PMs de SP cantam em treino que vão usar gás para fazer 'vagabundo' desmaiar
Um vídeo que circula nas redes sociais mostra dezenas de policiais militares em formação sendo instruídos a cantar que usarão "gás lacrimogêneo" para fazer "vagabundo" desmaiar pela "falta de oxigênio". Eles são identificados como da 5ª companhia da Escola Superior de Soldados da PM-SP.
"Para dispersar a multidão, eu vou jogar gás lacrimogênio. No vagabundo, eu vou jogar. E vai faltar oxigênio. E o vagabundo vai desmaiar", diz o vídeo. Não há registro de quando ele foi gravado.
Questionada pela coluna, a Polícia Militar informou, em nota, que foi instaurado um procedimento disciplinar para apurar os fatos. Mas que "o coro entoado no vídeo não faz parte das canções e/ou hinos da instituição".
As imagens vêm a público após o Ministério da Justiça e da Segurança Pública demitir três policiais rodoviários federais que causaram a morte de Genivaldo de Jesus Santos por asfixia em maio do ano passado.
Nesse caso de tortura, que gerou comoção internacional, um homem negro de 38 anos foi parado por estar sem capacete em uma moto na BR-101 em Umbaúba (SE). Foi trancado no porta-malas de uma viatura e obrigado a inalar gás lacrimogênio de uma bomba acionada pelos agentes.
Sediada no bairro de Pirituba, na capital paulista, a Escola Superior de Soldados se apresenta como a maior instituição de formação de policiais do país, ministrando um curso de dois anos de duração para os que passaram no concurso. Ao UOL, a PM-SP afirmou que "percebe-se nas palavras [da cantoria] um total equívoco técnico, quanto ao citado gás" e, "portanto, não guarda relação com treinamento ou qualificação policial militar".
Em seu site, a escola diz que incute responsabilidade no futuro profissional, pois ele será muitas vezes "a única autoridade pública visível para amparar as pessoas em situação de maior vulnerabilidade, sendo seu dever servir e proteger as pessoas, respeitando e difundindo na sociedade a supremacia dos direitos humanos".
Tortura contra um civil
Na avaliação da diretora-executiva do Fórum Brasileiro de Segurança Pública, Samira Bueno, o comportamento exposto no vídeo é grave e revelador de práticas organizacionais enraizadas numa corporação que historicamente usou e abusou da força.
"Infelizmente, essas músicas, esses ritos de socialização, são muito comuns na polícia.
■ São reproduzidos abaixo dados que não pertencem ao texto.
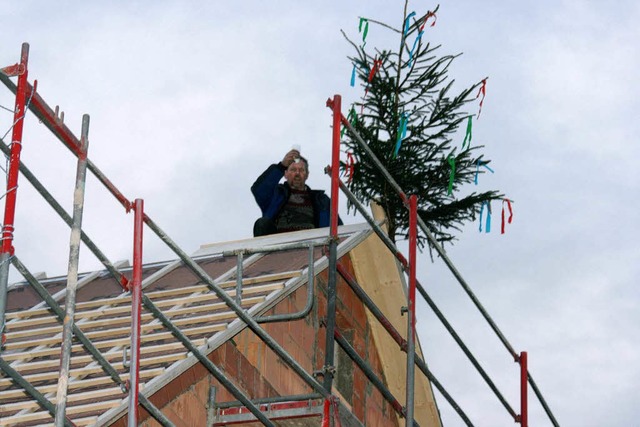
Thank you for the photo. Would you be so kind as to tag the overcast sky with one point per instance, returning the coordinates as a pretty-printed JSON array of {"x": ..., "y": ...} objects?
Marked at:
[{"x": 190, "y": 101}]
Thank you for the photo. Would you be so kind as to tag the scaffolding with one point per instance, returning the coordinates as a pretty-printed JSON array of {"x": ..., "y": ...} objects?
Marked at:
[{"x": 321, "y": 403}]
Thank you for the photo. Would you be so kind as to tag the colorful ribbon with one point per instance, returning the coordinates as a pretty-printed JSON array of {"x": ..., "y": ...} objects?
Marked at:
[
  {"x": 415, "y": 43},
  {"x": 421, "y": 31},
  {"x": 366, "y": 30},
  {"x": 353, "y": 76},
  {"x": 407, "y": 24},
  {"x": 483, "y": 91},
  {"x": 350, "y": 166},
  {"x": 452, "y": 174},
  {"x": 487, "y": 227},
  {"x": 426, "y": 18},
  {"x": 376, "y": 66},
  {"x": 478, "y": 164},
  {"x": 402, "y": 132},
  {"x": 468, "y": 135},
  {"x": 510, "y": 214}
]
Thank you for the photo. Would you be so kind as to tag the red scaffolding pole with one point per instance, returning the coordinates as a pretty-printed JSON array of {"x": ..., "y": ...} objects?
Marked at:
[
  {"x": 20, "y": 111},
  {"x": 524, "y": 411}
]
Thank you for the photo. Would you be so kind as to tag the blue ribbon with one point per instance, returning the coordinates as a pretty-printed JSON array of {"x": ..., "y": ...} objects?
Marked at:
[
  {"x": 468, "y": 135},
  {"x": 488, "y": 223},
  {"x": 353, "y": 76},
  {"x": 415, "y": 43},
  {"x": 402, "y": 132}
]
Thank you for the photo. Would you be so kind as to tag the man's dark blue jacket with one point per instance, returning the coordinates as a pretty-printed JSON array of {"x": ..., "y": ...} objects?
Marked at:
[{"x": 271, "y": 196}]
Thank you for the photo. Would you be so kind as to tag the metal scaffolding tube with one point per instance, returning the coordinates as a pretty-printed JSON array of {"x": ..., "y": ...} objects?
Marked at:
[
  {"x": 32, "y": 391},
  {"x": 310, "y": 299},
  {"x": 239, "y": 273},
  {"x": 538, "y": 393},
  {"x": 387, "y": 241},
  {"x": 42, "y": 111},
  {"x": 246, "y": 318},
  {"x": 86, "y": 343},
  {"x": 268, "y": 400},
  {"x": 277, "y": 248},
  {"x": 6, "y": 248},
  {"x": 213, "y": 369},
  {"x": 119, "y": 277},
  {"x": 364, "y": 367},
  {"x": 72, "y": 275},
  {"x": 411, "y": 312},
  {"x": 136, "y": 312},
  {"x": 402, "y": 343}
]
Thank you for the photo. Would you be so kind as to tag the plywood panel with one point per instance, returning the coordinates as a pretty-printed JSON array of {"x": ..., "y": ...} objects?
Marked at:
[{"x": 379, "y": 275}]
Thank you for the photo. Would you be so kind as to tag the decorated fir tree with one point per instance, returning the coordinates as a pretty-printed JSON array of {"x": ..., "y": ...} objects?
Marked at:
[{"x": 409, "y": 116}]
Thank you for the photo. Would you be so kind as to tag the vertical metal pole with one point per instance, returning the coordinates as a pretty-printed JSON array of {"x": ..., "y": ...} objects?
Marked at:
[
  {"x": 333, "y": 246},
  {"x": 72, "y": 275},
  {"x": 411, "y": 318},
  {"x": 239, "y": 273},
  {"x": 136, "y": 309},
  {"x": 6, "y": 249},
  {"x": 524, "y": 415}
]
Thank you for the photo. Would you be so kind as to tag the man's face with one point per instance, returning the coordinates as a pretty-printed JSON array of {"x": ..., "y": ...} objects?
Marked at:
[{"x": 296, "y": 175}]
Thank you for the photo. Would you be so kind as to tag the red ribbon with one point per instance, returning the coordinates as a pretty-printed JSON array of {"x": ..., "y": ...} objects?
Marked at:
[
  {"x": 510, "y": 214},
  {"x": 483, "y": 92},
  {"x": 376, "y": 66}
]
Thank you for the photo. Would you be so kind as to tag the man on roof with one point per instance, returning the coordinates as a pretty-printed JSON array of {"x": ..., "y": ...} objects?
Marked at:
[{"x": 292, "y": 205}]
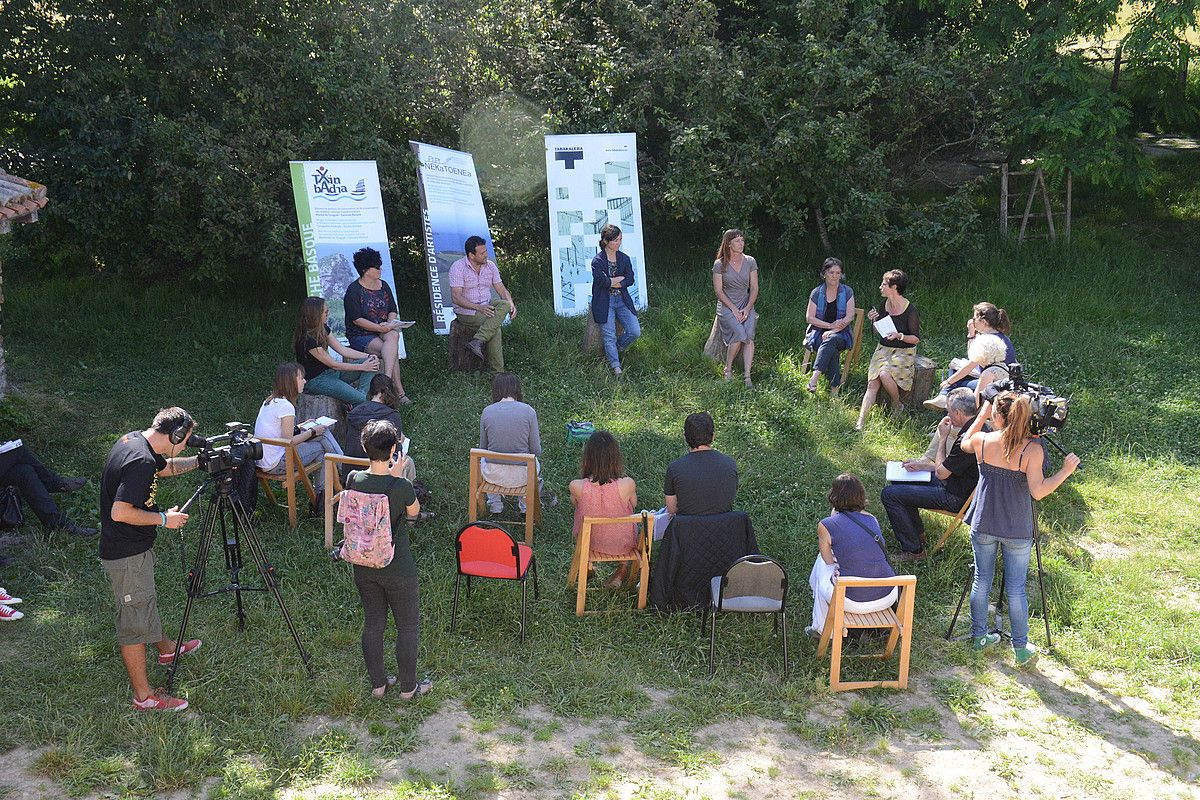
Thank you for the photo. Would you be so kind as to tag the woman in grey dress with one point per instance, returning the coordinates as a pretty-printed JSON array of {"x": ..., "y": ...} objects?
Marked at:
[{"x": 736, "y": 283}]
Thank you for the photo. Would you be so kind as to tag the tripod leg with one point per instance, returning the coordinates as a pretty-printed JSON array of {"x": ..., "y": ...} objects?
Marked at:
[
  {"x": 195, "y": 588},
  {"x": 963, "y": 597},
  {"x": 1042, "y": 587},
  {"x": 243, "y": 522}
]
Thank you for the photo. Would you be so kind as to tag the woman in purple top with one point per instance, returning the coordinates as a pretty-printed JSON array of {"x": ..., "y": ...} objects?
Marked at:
[
  {"x": 372, "y": 323},
  {"x": 850, "y": 542}
]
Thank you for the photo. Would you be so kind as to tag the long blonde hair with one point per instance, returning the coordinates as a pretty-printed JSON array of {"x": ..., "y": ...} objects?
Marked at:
[
  {"x": 723, "y": 252},
  {"x": 1017, "y": 411}
]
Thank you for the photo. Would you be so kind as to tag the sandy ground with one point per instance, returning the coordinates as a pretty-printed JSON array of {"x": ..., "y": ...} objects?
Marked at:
[{"x": 1042, "y": 734}]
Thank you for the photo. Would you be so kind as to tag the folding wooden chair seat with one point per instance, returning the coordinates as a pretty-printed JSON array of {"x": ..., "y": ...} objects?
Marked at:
[
  {"x": 293, "y": 470},
  {"x": 955, "y": 521},
  {"x": 849, "y": 356},
  {"x": 479, "y": 488},
  {"x": 898, "y": 623},
  {"x": 585, "y": 557}
]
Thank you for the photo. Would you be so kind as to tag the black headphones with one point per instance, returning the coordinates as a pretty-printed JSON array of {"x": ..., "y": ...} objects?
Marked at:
[{"x": 178, "y": 434}]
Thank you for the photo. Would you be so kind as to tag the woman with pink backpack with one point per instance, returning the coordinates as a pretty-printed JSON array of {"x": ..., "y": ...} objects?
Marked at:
[{"x": 373, "y": 507}]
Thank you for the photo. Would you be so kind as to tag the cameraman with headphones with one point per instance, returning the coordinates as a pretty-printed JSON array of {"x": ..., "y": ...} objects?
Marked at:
[{"x": 129, "y": 522}]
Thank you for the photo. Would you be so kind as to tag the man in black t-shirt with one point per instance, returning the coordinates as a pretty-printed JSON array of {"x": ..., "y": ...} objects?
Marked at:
[
  {"x": 129, "y": 522},
  {"x": 955, "y": 474},
  {"x": 703, "y": 480}
]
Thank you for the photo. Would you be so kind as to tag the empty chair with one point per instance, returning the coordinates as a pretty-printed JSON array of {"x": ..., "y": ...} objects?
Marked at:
[
  {"x": 754, "y": 584},
  {"x": 485, "y": 551}
]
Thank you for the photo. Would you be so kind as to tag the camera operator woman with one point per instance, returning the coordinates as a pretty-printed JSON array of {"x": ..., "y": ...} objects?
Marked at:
[
  {"x": 276, "y": 420},
  {"x": 1011, "y": 477},
  {"x": 322, "y": 372}
]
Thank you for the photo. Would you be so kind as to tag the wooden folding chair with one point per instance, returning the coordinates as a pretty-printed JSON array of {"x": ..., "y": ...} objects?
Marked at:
[
  {"x": 479, "y": 487},
  {"x": 293, "y": 470},
  {"x": 849, "y": 356},
  {"x": 585, "y": 557},
  {"x": 957, "y": 519},
  {"x": 334, "y": 488},
  {"x": 839, "y": 621}
]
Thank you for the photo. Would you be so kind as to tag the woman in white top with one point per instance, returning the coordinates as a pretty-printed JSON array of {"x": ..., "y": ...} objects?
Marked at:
[{"x": 276, "y": 420}]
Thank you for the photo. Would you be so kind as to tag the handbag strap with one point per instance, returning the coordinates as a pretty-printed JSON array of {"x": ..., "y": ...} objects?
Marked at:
[{"x": 877, "y": 537}]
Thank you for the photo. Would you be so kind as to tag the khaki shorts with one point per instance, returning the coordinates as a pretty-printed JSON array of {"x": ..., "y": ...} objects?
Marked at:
[{"x": 137, "y": 601}]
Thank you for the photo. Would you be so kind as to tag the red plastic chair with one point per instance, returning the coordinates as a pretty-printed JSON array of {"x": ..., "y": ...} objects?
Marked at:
[{"x": 485, "y": 551}]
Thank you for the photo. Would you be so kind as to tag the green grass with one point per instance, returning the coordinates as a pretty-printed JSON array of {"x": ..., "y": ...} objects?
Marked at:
[{"x": 1103, "y": 320}]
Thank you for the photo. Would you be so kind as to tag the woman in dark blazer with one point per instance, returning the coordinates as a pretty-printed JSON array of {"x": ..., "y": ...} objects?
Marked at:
[{"x": 612, "y": 274}]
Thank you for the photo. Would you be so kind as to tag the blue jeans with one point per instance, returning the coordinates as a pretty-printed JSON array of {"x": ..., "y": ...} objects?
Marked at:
[
  {"x": 828, "y": 359},
  {"x": 612, "y": 346},
  {"x": 903, "y": 501},
  {"x": 331, "y": 384},
  {"x": 1017, "y": 566}
]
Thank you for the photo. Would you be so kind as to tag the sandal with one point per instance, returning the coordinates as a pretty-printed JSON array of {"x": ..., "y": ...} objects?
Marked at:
[
  {"x": 379, "y": 691},
  {"x": 424, "y": 687}
]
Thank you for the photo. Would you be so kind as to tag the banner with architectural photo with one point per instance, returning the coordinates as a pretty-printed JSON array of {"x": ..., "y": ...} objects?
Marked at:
[
  {"x": 592, "y": 181},
  {"x": 340, "y": 210},
  {"x": 451, "y": 210}
]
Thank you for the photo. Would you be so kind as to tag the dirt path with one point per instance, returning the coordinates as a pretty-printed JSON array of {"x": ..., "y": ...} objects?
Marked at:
[{"x": 1045, "y": 734}]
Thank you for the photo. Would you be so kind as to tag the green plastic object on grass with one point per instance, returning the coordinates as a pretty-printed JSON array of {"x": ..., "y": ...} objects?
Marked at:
[{"x": 579, "y": 431}]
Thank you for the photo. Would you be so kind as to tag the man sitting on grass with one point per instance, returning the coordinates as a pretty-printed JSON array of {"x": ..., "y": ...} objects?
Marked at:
[
  {"x": 955, "y": 474},
  {"x": 703, "y": 480}
]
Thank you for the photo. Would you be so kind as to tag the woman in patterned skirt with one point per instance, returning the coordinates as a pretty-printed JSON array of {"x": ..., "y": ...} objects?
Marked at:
[{"x": 893, "y": 362}]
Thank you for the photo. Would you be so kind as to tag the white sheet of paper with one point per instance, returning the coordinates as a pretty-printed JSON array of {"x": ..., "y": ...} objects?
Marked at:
[
  {"x": 885, "y": 325},
  {"x": 897, "y": 471}
]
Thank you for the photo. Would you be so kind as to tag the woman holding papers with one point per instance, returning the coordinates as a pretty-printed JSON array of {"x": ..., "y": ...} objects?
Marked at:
[
  {"x": 276, "y": 420},
  {"x": 1002, "y": 513},
  {"x": 893, "y": 362}
]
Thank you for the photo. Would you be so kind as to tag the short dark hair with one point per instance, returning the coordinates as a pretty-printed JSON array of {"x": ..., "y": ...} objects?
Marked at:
[
  {"x": 366, "y": 259},
  {"x": 847, "y": 493},
  {"x": 168, "y": 420},
  {"x": 601, "y": 461},
  {"x": 505, "y": 384},
  {"x": 378, "y": 439},
  {"x": 697, "y": 429},
  {"x": 897, "y": 280}
]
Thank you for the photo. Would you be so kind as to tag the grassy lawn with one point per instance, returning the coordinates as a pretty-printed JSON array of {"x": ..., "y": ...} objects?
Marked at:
[{"x": 1101, "y": 320}]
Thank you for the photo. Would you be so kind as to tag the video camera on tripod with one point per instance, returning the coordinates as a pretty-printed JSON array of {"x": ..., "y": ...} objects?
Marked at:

Depois do caso Genivaldo, contudo, causa no mínimo espanto que ninguém pensou que isso seria uma péssima ideia. No limite, eles estão cantando algo que trata de tortura contra um civil", afirma.
No posicionamento enviado ao UOL, a PM afirmou que nas Escolas de Formação da Polícia Militar, "além da disciplina de direitos humanos fazer parte extensamente da grade curricular, valores como o respeito à dignidade humana, à vida e à integridade física são reforçados diariamente".
Para Samira Bueno, o grande desafio da formação policial é ir além da grade curricular. "De que adianta esse policial ter tido aula de direitos humanos e discutido racismo se, quando chega no pátio, na atividade em grupo, reproduzem cânticos que falam em torturar um suspeito com gás lacrimogênio até que ele pare de respirar?"